El ser humano frente al algoritmo: por qué el futuro necesita más Artes y Humanidades
Llevan toda la vida luchando contra el estigma de la inutilidad, pero es justo ahora, en la antesala de la revolución robótica que viene, cuando más que nunca, parecen haberse quedado fuera de sitio. Son todos esos alumnos que hoy se manchan las manos de arcilla, que repasan declinaciones en latín o estudian las crónicas de Herodoto y que –todavía– sostienen la temeraria idea de vivir de eso.
En pleno debate sobre el futuro del trabajo, ya hay quien ve los estudios en Artes y Humanidades como piezas de coleccionismo, un ejemplar exótico al borde de la extinción. Por ejemplo en Japón, donde el Gobierno ha recomendado a sus universidades que cierren estas carreras y se centren en otras “más prácticas”.
“En casi todas las naciones del mundo se están erradicando las materias relacionadas con las Artes y Humanidades, concebidas como ornamentos inútiles”, advirtió en 2016 la filósofa norteamericana Martha Nussbaum. En particular, alertaba sobre EEUU donde, arrinconadas por el fervor tecnológico, estas disciplinas habían perdido casi el 10% de licenciados.
“La historia de las Humanidades ha sufrido varias crisis desde los años 60”, reconoce Jordi Ibáñez Fanés, autor de El reverso de la historia: apuntes sobre las humanidades en tiempos de crisis. “Pero ahora es un reproche distinto. Se les acusa de no ser productivas, de ser algo superfluo”. Y esa imagen se ha hecho fuerte a raíz de otra crisis, la económica.
En el caso de Europa, Artes y Humanidades sigue siendo la cuarta rama más escogida (el 12,3% de los alumnos optan por estas carreras), después de Ciencias Sociales, Ingeniería y Medicina.

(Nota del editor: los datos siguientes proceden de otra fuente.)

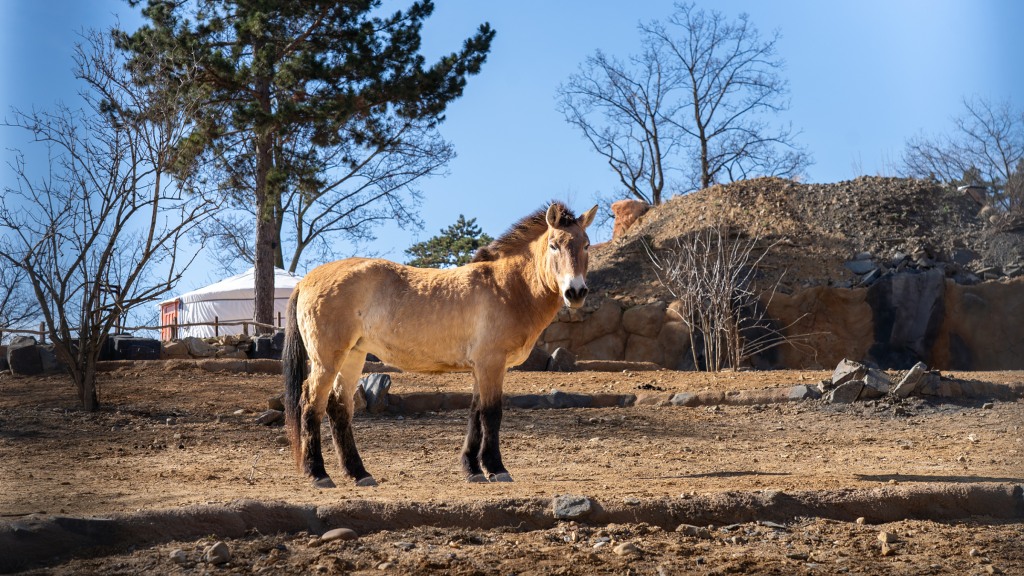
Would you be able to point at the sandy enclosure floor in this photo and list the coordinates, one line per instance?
(167, 439)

Aun así, grados como Filología Clásica o Geografía empiezan a cerrar en algunas facultades por no ser “rentables”.
“Tenemos más dificultades para conseguir financiación”, admite Juan Antonio Perles, decano de Filosofía y Letras de la Universidad de Málaga. “Para los gobiernos, los campos de ingeniería son más interesantes a nivel de rendimiento”. Él es uno de los 420 catedráticos y responsables de universidades que acaban de firmar un manifiesto en defensa de las Humanidades. Una carta desesperada para pedir que el progreso les indulte.